Introduction to OpenStack Swift Object Storage
This article is a general introduction to Swift, OpenStack’s Object Storage. We will cover the following topics: what Swift is, what kind of data you can store in Swift, how Swift controls access to your data, how Swift protects that data using replication or erasure codes, where to find development resources for Swift? and much more.
What is Swift?
Conceptually, Swift is similar to Amazon’s S3 or Microsoft Azure’s Blob Storage. It allows you to store any kind of unstructured data using a web-based API.
Swift is designed to scale to billions of objects and petabytes of storage. Swift does not require any special hardware. It runs on commodity servers with normal disks. However, plugins allow it to use filers from NetApp, Solidfire, and others if so desired.
The Swift software uses a distributed, shared nothing model. Since there is no central database or node to act as a bottleneck, it has tremendous horizontal scaling. To get more capacity, you simply have to add more nodes. Swift stores the data redundantly. If a server or disk fails, Swift uses the data on the surviving hardware to restore the data to its full level of redundancy.
Physically, Swift is set-up as a set of nodes in a cluster. A proxy node receives incoming requests and directs them to storage nodes where the actual data resides. OpenStack recommends a minimum of 5 storage nodes for production use, so Swift takes some hardware to set-up.
Swift stores its objects in containers. Each user’s storage account can have as many containers as they want. Each object is associated with a single container. An object is referenced by a URL of the form:
//<storage_account_name>/<container name>/<object>
One thing to note is that containers cannot be nested. You cannot have a container within a container. But you can simulate a pseudo-hierarchy, albeit with some extra effort, by adding slashes in the objects name and doing special list operations.
What Can You Store in Swift?
Pretty much anything you want. An object can contain a document, photos, music, back-ups, VM images, or any other piece of unstructured data. Swift is set-up to let you access individual objects individually via their URLs. It does not organize the data into tables like HBase or store relationships between data like MySQL. Nor is it a filesystem. A container name is the only organization that it offers to the data.

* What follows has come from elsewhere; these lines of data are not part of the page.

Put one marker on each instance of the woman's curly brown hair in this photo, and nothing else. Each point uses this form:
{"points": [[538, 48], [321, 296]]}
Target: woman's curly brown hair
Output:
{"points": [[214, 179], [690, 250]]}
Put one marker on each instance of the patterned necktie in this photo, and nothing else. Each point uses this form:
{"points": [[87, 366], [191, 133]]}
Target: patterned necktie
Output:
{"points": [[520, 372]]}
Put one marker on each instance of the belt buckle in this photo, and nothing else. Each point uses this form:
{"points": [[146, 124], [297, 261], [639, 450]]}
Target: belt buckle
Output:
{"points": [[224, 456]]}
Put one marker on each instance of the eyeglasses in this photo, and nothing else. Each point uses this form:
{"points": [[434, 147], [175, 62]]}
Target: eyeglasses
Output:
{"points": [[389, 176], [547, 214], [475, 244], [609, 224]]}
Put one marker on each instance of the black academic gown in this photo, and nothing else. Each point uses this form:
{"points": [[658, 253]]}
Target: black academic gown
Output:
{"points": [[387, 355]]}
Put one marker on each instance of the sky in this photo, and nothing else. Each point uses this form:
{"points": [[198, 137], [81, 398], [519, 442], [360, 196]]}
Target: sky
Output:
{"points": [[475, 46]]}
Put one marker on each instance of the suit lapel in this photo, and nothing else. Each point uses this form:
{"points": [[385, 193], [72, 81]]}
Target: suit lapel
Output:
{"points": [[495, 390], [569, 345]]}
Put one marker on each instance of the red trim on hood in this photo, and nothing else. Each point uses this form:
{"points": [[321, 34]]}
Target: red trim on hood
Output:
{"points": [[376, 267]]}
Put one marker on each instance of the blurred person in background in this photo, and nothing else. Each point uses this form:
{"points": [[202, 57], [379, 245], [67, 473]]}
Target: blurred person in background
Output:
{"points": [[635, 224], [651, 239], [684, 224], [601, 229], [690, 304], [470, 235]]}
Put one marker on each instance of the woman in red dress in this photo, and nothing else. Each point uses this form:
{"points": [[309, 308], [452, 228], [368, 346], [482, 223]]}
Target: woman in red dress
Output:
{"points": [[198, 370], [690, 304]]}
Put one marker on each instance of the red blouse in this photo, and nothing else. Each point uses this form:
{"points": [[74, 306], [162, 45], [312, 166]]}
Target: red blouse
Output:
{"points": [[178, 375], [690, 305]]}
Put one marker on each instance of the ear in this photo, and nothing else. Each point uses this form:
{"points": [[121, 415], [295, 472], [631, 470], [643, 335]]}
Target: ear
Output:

That said, Swift is very powerful. Since the data is accessible via a URL, it is easy to access it from anywhere on the Internet. It can be easily accessed from cell phones, PCs, or a variety of devices. And the ability to store objects can mesh very nicely with object oriented programming when it needs to persist data.
How Swift Controls Access to Your Data
Although Swift can be run stand-alone, most commonly it is run as part of OpenStack. In this configuration, authentication is done through Keystone, the OpenStack Authentication Server. Once the user has presented credentials to Keystone, he is given an authentication token which is valid for 24 hours. This token proves that the user is the owner of the Swift storage account. By default, only the owner can access the account.
The owner can define individual Access Control Lists (ACLs) for each container. The owner can grant read and/or write access to everyone, various groups, referrer hosts, or domains. For more details, see the ACL section of the API doc.
Finally, Swift has a temporary URL feature. This allows a third party to access an object using a URL that will expire in within a certain amount of time. This is useful for doing things like mailing temporary download links to people.
How Swift Protects Data Using Replication or Erasure Codes
By default, Swift replicates each object three times. When storing the copies, it tries to spread them out over different servers and disks so the failure of a single component won’t cause lost data. The number of replicas for each object is configurable by the administrator.
Erasure codes use less storage than replicas. Rather than duplicating the complete object multiple times, parity data is created much like RAID. This can reduce the amount of storage for an object from 3X to 1.2X. For cold data which is simply being archived, this can be a tremendous win. Rackspace has a more detailed description of Swift erasure codes here.
Erasure coding isn’t in Swift yet, but the development community will be working on it throughout this year.
Where to Find Development Resources for Swift
The OpenStack foundation has online documentation for Swift. The Associated Projects page for Swift has API bindings for various languages. The only officially supported binding is for Python, but there are others for PHP, Java, and C#. Finally, if you have questions, you can always ask the OpenStack community.